Di Indonesia fenomena No Viral No Justice awalnya adalah bentuk sindiran netizen kepada Polri yang dirasa ogah merespon laporan dari masyarakat. Harapannya dengan fenomena tersebut pihaknya menjadi lebih profesional. Salah satu cara yang dilakukan adalah dengan menjadikan suatu isu tersebut viral di media sosial.
Sosial media menjadi ruang menyegarkan pembawa perubahan, namun menurut Nadia berbagai kemungkinan bisa terjadi. Netizen perlu memahami secara detail terkait isu yang tengah mencuat agar bijak dalam merespon.
“Jadi, apakah sosial media bisa bawa perubahan? Ini sudah banyak sih kasusnya bahwa isu yang berawal dari sosial media ternyata bisa membawa dampak pada kehidupan nyata. Dampak bisa baik, bisa buruk tentu saja. Namun yang perlu ditekankan untuk kita pengguna sosmed di sini adalah, ketika ada suatu isu/ tren tertentu, ada baiknya kita cari tahu dulu, pahami betul-betul apa yang terjadi,” jelas Nadia.
Tidak semua konten yang tersebar di media sosial selalu benar, jika hanya Fomo bisa jadi apa yang dibagikan pengguna akan merusak reputasi individu bahkan memicu konflik di ruang digital.
“Jadi tidak hanya sekadar ikut-ikutan karena takut ketinggalan.
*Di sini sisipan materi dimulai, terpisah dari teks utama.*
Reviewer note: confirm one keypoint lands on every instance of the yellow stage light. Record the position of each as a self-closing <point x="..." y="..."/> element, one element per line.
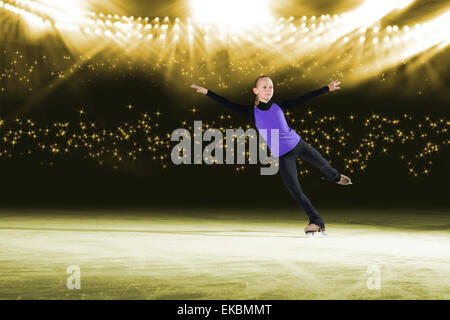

Karena bisa jadi apa yang ramai di belum tentu benar adanya. Apa yang diamini oleh banyak orang tidak selalu merupakan hal yang sebenarnya. Dan harus semakin berhati-hati karena kita kini hidup dalam gelembung fakta realita semu yang ditentukan oleh algoritma sosial media,” tandasnya.